ML: Tutto il discorso sulla produzione sarebbe da destrutturare per davvero. Ci mancano gli elementi e non vorrei mai sottostimare gli sforzi delle tante persone che lavorano a un film. Davanti a Favolacce non puoi fare a meno di sentire la libertà creativa degli autori, schedulabile certo ma quasi assoluta, e al contempo però tutta l’ineludibile macchina produttiva del film pensato per essere la mosca bianca di una selezione festivaliera, e per la ricaduta che questo genera sulla sala, poster e interviste inclusi. È naturalmente legittimo, anzi mi auguro che il film possa arrivare ai cinema dove io per primo vorrei rivederlo – sono sicuro sia un’altra esperienza – ma quello che voglio dire, con un po’ di malizia che però non è contro i D’Innocenzo, è che ormai l’impronta produttiva è quella lì, è riconoscibile, sono le stesse prassi e intenzioni, gli stessi processi, le stesse esche per gli stessi mari. Nulla di davvero sovversivo o inedito. Io sono convinto che se mai i D’Innocenzo si perderanno nei loro eccessi, sarà per colpa di questo paternalistico fattore X, troppo grande o troppo forte per non fagocitarti almeno un po’, quantomeno sul piano dell’identità autoriale, e che alla fine contagia anche la ricezione: conta il “fenomeno D’Innocenzo”, il film è parte del fenomeno. Mi viene in mente anche l’ultimo Garrone, almeno da Dogman in poi, non credo di dire nulla di strano: bisogna stare attenti ai registi che diventano brand, perché anche quando fanno buoni film, si avrà la sensazione di opere molto chiuse in se stesse. Sulla possibilità poi che l’industria italiana ne tragga davvero ossigeno e beneficio, non saprei. Comunque, tornando al punto: vorrei chiederti come hai sentito l’evoluzione da La terra dell’abbastanza a Favolacce, e se retrospettivamente possiamo dire qualcosa in più su questo esordio altrettanto osannato.

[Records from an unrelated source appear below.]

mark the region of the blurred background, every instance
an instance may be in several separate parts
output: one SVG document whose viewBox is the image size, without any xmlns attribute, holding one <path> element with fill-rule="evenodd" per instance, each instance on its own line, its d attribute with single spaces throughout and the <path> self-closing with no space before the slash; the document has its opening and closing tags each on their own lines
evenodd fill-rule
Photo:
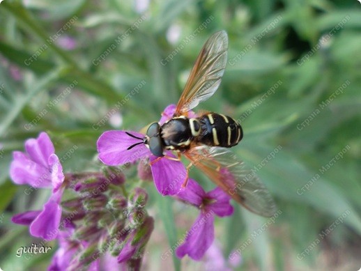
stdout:
<svg viewBox="0 0 361 271">
<path fill-rule="evenodd" d="M 162 257 L 172 245 L 164 225 L 180 238 L 197 211 L 173 200 L 163 210 L 148 185 L 155 224 L 144 269 L 359 270 L 360 18 L 356 0 L 3 1 L 0 268 L 46 270 L 56 247 L 15 255 L 36 240 L 10 218 L 39 208 L 48 194 L 28 196 L 10 181 L 12 151 L 46 131 L 65 171 L 100 169 L 101 133 L 158 120 L 178 101 L 206 40 L 224 29 L 222 84 L 196 109 L 241 123 L 244 139 L 233 150 L 262 179 L 277 215 L 270 220 L 233 203 L 233 216 L 216 218 L 205 258 L 178 261 Z M 191 176 L 213 187 L 201 173 Z"/>
</svg>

MB: Sai, parliamo di due film solo apparentemente collegati da un’evoluzione poetica, ma in realtà completamente diversi. Personalmente nessuno dei due mi ha particolarmente entusiasmato, però come opera prima La terra dell’abbastanza poteva essere un buon esercizio, inserendosi in quel filone di cinema di periferia italiano in cui rientrano molti film tutto sommato riusciti, come Alì dagli occhi azzurri, Là-bas – Educazione criminale, Bangla, Sole cuore amore e anche Non essere cattivo. Film messi in piedi con budget anche un po’ precari, con modeste pretese di autorialità o di dislocazione del genere, ma che hanno il pregio sincero di voler bene ai propri protagonisti, e in virtù di questo bene riescono a tenere insieme una drammaturgia coerente. Con Favolacce c’è stata probabilmente un’accelerazione forzosa, molto ambiziosa dal punto di vista tecnico ed estetico, che ha trovato però un’idea di cinema non abbastanza matura per costruire uno sguardo effettivamente stabile. Da qui un sincretismo estremo che secondo me imprigiona l’opera in un manierismo che ne annienta ogni afflato di possibile sincerità. Entrambi i film raccontano la morte come fattore ineludibile, ma se prendiamo le scene in questione de La terra dell’abbastanza e le paragoniamo a Favolacce percepiremo una precisa differenza nella distanza empatica. Mentre il primo infatti è un film che nella sua modestia tutto sommato mi commuove, il secondo nella sua “supposta avanguardia” mi lascia freddo.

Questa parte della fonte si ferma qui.